A group of farmers on a farming forum have been discussing their pigeon problems - or lack of them. It's hardly scientific, but I thought I'd make some blobs on a map of the UK to mark the places they're reporting pigeons. The map above is the result. I don't think it tells us much, but it did vaguely remind me of the classic U-shaped decoy pattern, with the landing zone centred around Northamptonshire!

With all the clever web tools available nowadays, it ought to be possible to create a live pigeon map, updated with reports from the field, to show which way the birds are heading. Maybe Google Maps has an answer? Suggestions and technical help gratefully received...

Talking of techy webby stuff, if you ever need to look up a gunshop, try the excellent dealer locator at Highland Outdoors.

Foxes scrapping in the street


My younger daughter, Vicky, came across these two foxes having a scrap in the middle of the road in suburban Surbiton. She says they took no notice of the car, and at times she could have reached out and touched them.

Foxes in this area seem to be getting bolder all the time - there's one that hangs round the carpark at Waitrose in Esher, which expects you to walk round it, rather than get out of your way!

Various friends have told me they stopped feeding foxes in their gardens after the newspaper reports of fox attacks on children last year - but they felt sorry for them in the recent hard weather and have started putting food out again.

Bracken's first pheasant


We took Bracken, the 15 month old lab, to her first proper driven pheasant shoot today - and she behaved impeccably! She sat patiently but attentively at the peg (on her rather girly pink and white rope lead) and didn't pull or whine.

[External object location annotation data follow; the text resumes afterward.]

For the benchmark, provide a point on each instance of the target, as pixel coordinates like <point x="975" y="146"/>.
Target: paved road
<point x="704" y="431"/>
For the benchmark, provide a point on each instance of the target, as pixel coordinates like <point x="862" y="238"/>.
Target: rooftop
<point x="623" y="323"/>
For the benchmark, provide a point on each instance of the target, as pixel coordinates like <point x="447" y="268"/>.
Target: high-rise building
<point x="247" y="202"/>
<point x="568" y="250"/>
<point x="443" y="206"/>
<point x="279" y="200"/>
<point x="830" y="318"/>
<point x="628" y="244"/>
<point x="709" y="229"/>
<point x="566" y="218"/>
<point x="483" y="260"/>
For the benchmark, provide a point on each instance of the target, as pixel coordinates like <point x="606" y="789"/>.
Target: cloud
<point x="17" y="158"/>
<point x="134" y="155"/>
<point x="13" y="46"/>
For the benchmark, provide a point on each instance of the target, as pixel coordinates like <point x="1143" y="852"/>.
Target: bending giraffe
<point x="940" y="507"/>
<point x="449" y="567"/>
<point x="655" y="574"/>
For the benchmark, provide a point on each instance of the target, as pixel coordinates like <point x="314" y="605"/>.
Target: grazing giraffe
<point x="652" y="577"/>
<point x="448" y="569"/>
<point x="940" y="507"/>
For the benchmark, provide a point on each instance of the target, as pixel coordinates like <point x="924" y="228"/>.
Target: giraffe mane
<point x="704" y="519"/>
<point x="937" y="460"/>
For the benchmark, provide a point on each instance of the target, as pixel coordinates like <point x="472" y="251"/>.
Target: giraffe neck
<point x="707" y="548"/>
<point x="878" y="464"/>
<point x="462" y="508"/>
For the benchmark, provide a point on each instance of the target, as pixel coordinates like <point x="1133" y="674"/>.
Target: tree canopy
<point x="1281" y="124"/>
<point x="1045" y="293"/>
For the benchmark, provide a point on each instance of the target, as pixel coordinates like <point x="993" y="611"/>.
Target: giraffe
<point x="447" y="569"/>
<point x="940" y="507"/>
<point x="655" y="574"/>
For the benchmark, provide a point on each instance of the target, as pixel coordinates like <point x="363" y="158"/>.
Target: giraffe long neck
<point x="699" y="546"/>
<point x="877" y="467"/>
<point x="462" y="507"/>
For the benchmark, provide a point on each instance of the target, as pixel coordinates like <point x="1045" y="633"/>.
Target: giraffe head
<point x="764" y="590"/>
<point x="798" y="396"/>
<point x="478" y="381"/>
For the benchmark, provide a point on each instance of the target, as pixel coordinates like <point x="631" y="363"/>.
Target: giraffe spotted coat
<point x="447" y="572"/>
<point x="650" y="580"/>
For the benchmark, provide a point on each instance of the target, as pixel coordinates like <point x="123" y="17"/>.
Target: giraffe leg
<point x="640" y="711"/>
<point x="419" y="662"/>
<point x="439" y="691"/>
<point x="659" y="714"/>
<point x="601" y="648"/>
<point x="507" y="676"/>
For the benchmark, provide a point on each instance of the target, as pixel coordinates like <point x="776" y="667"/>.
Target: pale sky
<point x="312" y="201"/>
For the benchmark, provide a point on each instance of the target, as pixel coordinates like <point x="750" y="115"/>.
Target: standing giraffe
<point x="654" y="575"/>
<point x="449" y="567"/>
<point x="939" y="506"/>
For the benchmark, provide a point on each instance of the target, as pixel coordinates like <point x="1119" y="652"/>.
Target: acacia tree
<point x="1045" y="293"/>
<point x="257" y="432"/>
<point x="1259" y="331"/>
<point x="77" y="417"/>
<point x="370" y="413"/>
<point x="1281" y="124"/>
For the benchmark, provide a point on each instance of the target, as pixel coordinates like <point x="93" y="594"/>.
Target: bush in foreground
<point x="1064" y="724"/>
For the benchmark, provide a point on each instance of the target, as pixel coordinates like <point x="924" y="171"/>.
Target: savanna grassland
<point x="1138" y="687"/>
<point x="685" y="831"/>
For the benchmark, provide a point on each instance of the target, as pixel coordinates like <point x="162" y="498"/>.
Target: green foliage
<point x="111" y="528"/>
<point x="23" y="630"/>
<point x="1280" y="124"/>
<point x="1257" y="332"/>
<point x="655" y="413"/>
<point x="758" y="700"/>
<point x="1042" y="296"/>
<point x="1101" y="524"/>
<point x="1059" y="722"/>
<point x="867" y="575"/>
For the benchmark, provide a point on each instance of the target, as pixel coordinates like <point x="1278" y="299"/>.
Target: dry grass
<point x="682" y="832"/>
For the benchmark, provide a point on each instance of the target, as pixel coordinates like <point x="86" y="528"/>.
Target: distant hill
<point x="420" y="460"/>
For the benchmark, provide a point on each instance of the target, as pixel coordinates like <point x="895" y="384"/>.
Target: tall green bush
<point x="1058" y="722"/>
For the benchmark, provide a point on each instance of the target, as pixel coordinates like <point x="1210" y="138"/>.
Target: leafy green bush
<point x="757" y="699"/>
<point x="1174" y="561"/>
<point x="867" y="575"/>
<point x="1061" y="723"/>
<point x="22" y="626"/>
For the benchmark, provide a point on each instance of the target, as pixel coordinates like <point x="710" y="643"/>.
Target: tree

When we got the chance, we sent her for her first pheasant retrieve - this nice cock, which fell in plain view an easy distance away. And she went straight out and brought it back!

OK it wasn't the most demanding task, but that wasn't the point. We wanted her first introduction to driven game to be a calm and positive affair. There will be plenty of time for more adventurous work later.

As it happens, this was also my first pheasant this season too. I know readers like to think I'm constantly swanning around getting shooting invitations left right and centre. The truth is, it doesn't happen like that, and I rarely have the time to spare anyway. Still, it was great to get out and enjoy a modest driven day, courtesy of my mum who gave up her gun for the day. Thanks mum!

For the record, the total bag was 56 pheasants, a pigeon and a rabbit, between 8 guns. I shot just over my share, at 8 pheasants and the pigeon. The weather was dull and chilly, while the company was quite the opposite. It's a small, friendly shoot near Horsham in Sussex - just the sort of shoot I like best.